|Institution:||University of Saskatchewan|
|Keywords:||Human Behaviour; Data Collection; Architecture; Smartphone; Android; Pipeline; Programming Language; Wireless Sensor Network; Contextual Survey; English-like Language; Ecological Momentary Assessment; Participant Tracking; Spatio-temporal Behaviour|
|Full text PDF:||http://hdl.handle.net/10388/ETD-2014-12-1851|
Understanding human behaviour is key to understanding the spread of epidemics, habit dispersion, and the efficacy of health interventions. Investigation into the patterns of and drivers for human behaviour has often been facilitated by paper tools such as surveys, journals, and diaries. These tools have drawbacks in that they can be forgotten, go unfilled, and depend on often unreliable human memories. Researcher-driven data collection mechanisms, such as interviews and direct observation, alleviate some of these problems while introducing others, such as bias and observer effects. In response to this, technological means such as special-purpose data collection hardware, wireless sensor networks, and apps for smart devices have been built to collect behavioural data. These technologies further reduce the problems experienced by more traditional behavioural research tools, but often experience problems of reliability, generality, extensibility, and ease of configuration. This document details the construction of a smartphone-based app designed to collect data on human behaviour such that the difficulties of traditional tools are alleviated while still addressing the problems faced by modern supplemental technology. I describe the app's main data collection engine and its construction, architecture, reliability, generality, and extensibility, as well as the programming language developed to configure it and its feature set. To demonstrate the utility of the tool and its configuration language, I describe how they have been used to collect data in the field. Specifically, eleven case studies are presented in which the tool's architecture, flexibility, generality, extensibility, modularity, and ease of configuration have been exploited to facilitate a variety of behavioural monitoring endeavours.

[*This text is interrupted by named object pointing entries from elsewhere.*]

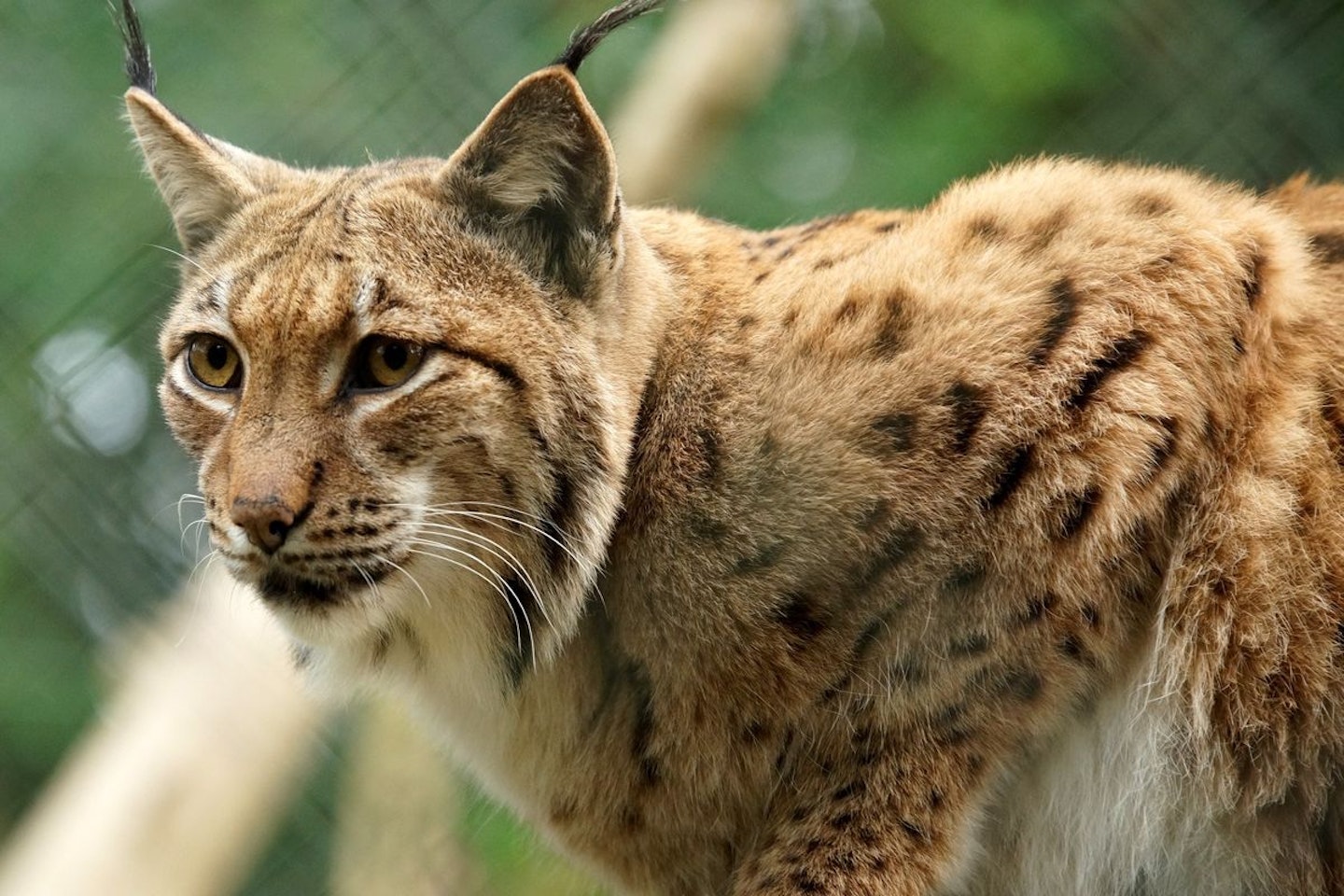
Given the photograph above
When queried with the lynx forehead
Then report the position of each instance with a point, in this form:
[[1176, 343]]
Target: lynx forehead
[[992, 547]]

I further explain how the engine performs data collection, the major abstractions it employs, how its design and the development techniques used ensure ongoing reliability, and how the engine and its configuration language could be extended in the future to facilitate a greater range of experiments that require behavioural data to be collected. Finally, features and modules of the engine's encompassing system, iEpi, are presented that have not otherwise been documented to give the reader an understanding of where the work fits into the larger data collection and processing endeavour that spawned it.